Conducts research and collects data on the global history of labour, workers, and labour relations

Ethiopian Workers' Archive being digitized

In March 2015, IISH staff members Andreas Admasie, Stefano Bellucci and Marien van der Heijden visited the Bahir Dar Textile Factory in Ethiopia to start a digitization project, a cooperation between IISH, the factory and Bahir Dar University. The factory has a probably complete set of personel files, which gives a unique view on workers' life courses.
The workers' archive of the factory is in a very good condition, providing a rare and valuable resource for research on the lived history of a generation workers that provided the manpower of the first large push for Ethiopian economic modernization, the social dynamics and transformations, and the political upheavals this led to.
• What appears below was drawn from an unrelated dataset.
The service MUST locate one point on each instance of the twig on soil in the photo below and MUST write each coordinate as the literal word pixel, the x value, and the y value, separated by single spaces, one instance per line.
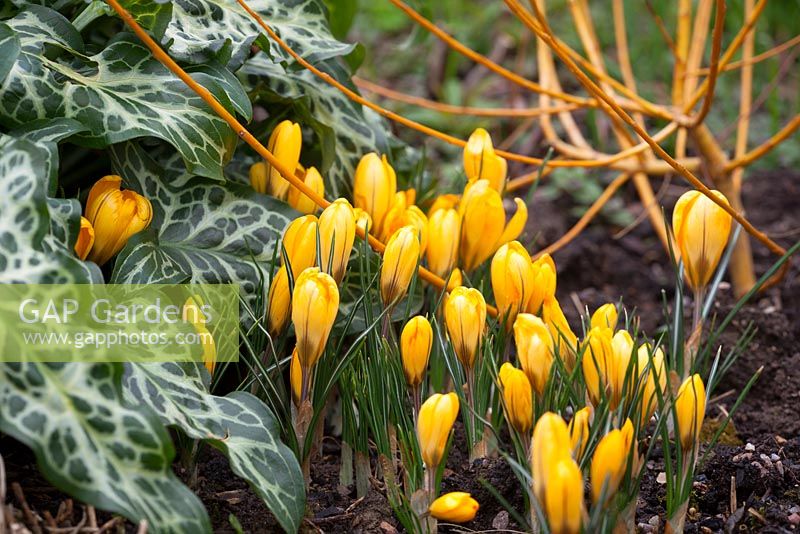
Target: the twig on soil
pixel 30 517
As such it can also provide a valuable resource for researchers grappling with the effects of the ongoing large push for such modernization.

The Bahir Dar textile factory was established in 1961 using funds from Italian war reparations. These reparations were symbolically put to use to award the people of the Gojam region for their resistance against Italian occupation by establishing this factory. The factory constituted the first - and for a long time only - modern industry in the Gojam region. For this reason it has occupied a special place in popular imagination and in the political economy. In the late 1960s it employed some 1900 workers, growing to around 3000 at the height of its importance.
Today it employs some 1300 people. The workers of the factory (of whom a relatively large share has been female) played a prominent role in the workers opposition to the moderate central trade union leadership in the prelude to the revolution. There were also regionalist contradictions among the work force, which was, to a certain degree, segmented: foreigners dominated the early management while workers from the regions Shewa, Eritrea and Tigray tended to dominate the skilled workforce, triggering contradictions with the locally recruited non-skilled workforce.

Working conditions were relatively unfavourable (ILO reported that child labour was employed) and labour unrest was widespread over the late 1960s and early 1970s. Several strikes were organized and the warehouse was burnt down by arsonists. The divisions that originated in the factory between local and non-local workers, and the struggle over control  over the factory union between these categories, came to mark relations between these groups in the larger city and the state involuntarily could not escape becoming drawn into the conflict.